Thank you, no plans on using a filter. I'll see how things go once I get the light.


----------



## AGUILAR3 (Jun 22, 2013)

Vase looks great.

No need for a filter. My 1.75g betta vase has been running for over a year with a 10w cfl and no heater or filter.


----------



## KevinEdgar (Jun 5, 2014)

AGUILAR3 said:


> Vase looks great.
> 
> No need for a filter. My 1.75g betta vase has been running for over a year with a 10w cfl and no heater or filter.


Thanks, the vase caught my eye while I was grabbing groceries last night haha. 

Good news, I like hearing about successful low techs!


----------



## AquaAurora (Jul 10, 2013)

If you don't plant to add a filter or heater is actually a "no tech" rather than "low tech". Don't rush to add shrimp, the soil can leech ammonia and without a seeded filter its gong to take a while to cycle.


----------



## AGUILAR3 (Jun 22, 2013)

Since he's going to use a light, it's Low tech.


----------



## AquaAurora (Jul 10, 2013)

Ah ok, photo made me think it was window light tank.


----------



## Down_Shift (Sep 20, 2008)

Is the MGOPM safe for shrimp?

I'm in the process of setting something up to house (originally 4 but) 3 pearl homeless shrimp right now. They've been living in a breeder box sitting on my kitchen counter the past 2 weeks with almost daily WC's.


----------



## KevinEdgar (Jun 5, 2014)

AquaAurora said:


> Ah ok, photo made me think it was window light tank.

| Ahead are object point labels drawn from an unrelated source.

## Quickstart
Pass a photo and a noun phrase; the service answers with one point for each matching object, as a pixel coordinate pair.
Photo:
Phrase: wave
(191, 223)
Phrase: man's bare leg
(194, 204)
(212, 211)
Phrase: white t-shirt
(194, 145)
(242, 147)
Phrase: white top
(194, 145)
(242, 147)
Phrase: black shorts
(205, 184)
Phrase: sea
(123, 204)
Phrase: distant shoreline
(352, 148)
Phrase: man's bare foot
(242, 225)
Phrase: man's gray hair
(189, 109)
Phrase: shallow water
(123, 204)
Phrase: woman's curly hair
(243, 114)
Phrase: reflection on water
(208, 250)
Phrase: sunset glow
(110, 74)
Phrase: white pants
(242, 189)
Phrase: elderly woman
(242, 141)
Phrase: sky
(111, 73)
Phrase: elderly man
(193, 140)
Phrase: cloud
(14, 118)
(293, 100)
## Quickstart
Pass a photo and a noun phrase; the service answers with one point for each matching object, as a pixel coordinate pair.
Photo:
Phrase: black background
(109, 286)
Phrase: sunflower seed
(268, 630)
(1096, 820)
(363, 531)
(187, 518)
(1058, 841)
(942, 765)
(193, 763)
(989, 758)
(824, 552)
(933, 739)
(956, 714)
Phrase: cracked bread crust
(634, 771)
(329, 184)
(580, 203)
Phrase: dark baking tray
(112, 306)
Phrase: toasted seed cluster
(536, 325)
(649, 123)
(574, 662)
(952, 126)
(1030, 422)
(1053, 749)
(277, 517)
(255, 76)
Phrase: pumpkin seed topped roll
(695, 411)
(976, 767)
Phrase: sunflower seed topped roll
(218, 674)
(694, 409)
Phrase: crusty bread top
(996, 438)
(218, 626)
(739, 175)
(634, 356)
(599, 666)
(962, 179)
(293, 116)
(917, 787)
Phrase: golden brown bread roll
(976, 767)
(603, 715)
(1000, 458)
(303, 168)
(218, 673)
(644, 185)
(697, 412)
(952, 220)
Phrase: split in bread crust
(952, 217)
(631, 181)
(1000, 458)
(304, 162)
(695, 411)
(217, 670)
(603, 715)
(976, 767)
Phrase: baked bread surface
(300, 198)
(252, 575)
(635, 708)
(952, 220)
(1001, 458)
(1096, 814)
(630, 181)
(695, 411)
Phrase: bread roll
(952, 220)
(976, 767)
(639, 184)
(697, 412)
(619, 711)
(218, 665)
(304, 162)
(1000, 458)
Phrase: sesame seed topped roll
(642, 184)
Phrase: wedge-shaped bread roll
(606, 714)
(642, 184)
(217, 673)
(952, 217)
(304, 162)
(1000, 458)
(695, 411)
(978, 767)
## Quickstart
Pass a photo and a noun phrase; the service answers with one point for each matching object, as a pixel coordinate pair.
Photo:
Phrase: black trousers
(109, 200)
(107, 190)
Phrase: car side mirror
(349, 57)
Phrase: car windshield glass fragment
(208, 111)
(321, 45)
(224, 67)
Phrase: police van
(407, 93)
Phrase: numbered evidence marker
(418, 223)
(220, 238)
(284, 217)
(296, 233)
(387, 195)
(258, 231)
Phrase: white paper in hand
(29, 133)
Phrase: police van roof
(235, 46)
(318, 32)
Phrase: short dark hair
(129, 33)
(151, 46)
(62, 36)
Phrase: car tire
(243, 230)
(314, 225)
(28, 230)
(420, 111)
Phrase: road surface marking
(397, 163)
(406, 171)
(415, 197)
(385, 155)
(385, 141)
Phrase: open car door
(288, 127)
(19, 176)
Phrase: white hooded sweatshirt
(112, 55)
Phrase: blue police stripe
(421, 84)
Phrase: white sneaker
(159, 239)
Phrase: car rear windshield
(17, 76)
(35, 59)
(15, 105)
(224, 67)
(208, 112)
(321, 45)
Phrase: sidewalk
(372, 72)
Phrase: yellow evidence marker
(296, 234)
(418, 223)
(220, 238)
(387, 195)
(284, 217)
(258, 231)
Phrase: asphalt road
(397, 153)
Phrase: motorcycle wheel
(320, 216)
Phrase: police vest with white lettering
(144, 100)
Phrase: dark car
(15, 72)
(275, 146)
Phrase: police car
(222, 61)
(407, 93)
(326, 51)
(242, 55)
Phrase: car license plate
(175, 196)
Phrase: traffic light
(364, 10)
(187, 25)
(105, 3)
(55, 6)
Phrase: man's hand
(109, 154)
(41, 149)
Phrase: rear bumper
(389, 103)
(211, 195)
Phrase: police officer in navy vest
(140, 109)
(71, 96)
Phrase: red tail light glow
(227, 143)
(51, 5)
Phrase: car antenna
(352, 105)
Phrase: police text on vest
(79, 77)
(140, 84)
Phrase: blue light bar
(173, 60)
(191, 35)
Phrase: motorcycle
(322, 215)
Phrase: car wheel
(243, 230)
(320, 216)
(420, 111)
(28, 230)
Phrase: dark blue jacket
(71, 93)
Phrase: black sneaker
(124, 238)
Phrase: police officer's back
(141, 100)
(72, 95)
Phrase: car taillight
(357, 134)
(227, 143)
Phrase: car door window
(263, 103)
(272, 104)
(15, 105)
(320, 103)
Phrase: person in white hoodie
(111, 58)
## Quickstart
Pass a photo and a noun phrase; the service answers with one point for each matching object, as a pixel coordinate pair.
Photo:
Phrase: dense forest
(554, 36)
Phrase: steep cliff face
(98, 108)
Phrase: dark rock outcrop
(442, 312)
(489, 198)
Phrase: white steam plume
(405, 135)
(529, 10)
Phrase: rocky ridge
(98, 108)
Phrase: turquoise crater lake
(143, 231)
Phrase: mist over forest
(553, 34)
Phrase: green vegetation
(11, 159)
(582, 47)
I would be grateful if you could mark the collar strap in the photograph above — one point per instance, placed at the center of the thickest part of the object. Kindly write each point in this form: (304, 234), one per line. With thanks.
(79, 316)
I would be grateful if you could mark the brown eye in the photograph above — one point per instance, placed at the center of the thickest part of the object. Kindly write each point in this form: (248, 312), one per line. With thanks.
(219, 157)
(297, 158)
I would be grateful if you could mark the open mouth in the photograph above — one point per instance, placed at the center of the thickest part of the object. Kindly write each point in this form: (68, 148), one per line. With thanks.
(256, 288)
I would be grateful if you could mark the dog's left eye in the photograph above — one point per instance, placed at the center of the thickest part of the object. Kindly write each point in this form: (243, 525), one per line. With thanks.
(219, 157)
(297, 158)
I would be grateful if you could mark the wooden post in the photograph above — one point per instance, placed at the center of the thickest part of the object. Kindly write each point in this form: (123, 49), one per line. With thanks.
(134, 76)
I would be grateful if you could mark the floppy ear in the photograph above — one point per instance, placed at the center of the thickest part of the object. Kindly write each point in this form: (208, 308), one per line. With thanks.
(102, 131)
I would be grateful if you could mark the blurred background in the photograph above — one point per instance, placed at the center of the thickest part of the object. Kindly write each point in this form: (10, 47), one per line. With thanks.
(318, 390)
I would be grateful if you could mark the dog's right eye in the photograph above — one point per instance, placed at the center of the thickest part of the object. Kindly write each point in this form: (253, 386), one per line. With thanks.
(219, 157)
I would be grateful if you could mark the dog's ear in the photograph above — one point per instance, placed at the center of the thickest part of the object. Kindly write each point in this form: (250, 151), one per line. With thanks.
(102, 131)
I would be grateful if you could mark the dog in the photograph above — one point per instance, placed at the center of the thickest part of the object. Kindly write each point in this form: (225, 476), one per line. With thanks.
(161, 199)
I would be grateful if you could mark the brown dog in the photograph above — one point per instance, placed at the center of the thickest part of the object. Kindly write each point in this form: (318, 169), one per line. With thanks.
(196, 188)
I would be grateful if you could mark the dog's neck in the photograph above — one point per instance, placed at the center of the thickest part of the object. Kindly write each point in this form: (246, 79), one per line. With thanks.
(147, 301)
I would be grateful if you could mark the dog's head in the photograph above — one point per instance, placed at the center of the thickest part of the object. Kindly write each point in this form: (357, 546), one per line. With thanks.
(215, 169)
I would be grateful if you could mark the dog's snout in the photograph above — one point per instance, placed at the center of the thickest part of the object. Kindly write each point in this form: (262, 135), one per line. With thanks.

Yeah, the first pic is just a temp pic as I am waiting for my light to come in.



Down_Shift said:


> Is the MGOPM safe for shrimp?
> 
> I'm in the process of setting something up to house (originally 4 but) 3 pearl homeless shrimp right now. They've been living in a breeder box sitting on my kitchen counter the past 2 weeks with almost daily WC's.


Well I think it's safe as I have seen it used in many tanks now, so I would say it is?


----------



## KevinEdgar (Jun 5, 2014)

My light came in today, the quality is so nice! I took a few pics before heading out for the weekend.


----------



## picotank (Dec 6, 2011)

KevinEdgar said:


> Yeah, the first pic is just a temp pic as I am waiting for my light to come in.
> 
> 
> 
> Well I think it's safe as I have seen it used in many tanks now, so I would say it is?


I use MGO in my cherry tank but the TDS,PH, GH, and KH are high which I believe is from a dirt tank. I would not do it again if I had it to do over. Great for my plants but not my shrimp.......


----------



## AGUILAR3 (Jun 22, 2013)

Light blends in with the furniture. Good choice in light.


----------



## KevinEdgar (Jun 5, 2014)

picotank said:


> I use MGO in my cherry tank but the TDS,PH, GH, and KH are high which I believe is from a dirt tank. I would not do it again if I had it to do over. Great for my plants but not my shrimp.......


My TDS is at 132 and PH 6.4, how do I test GH and KH?
I tossed in two ghost shrimp to see if they would survive and they have been doing suprisingly well. 



AGUILAR3 said:


> Light blends in with the furniture. Good choice in light.


It does blend in very nice. Its also bright enough to light up a corner of my room, so now both of my tanks keep my room lit, pretty awesome.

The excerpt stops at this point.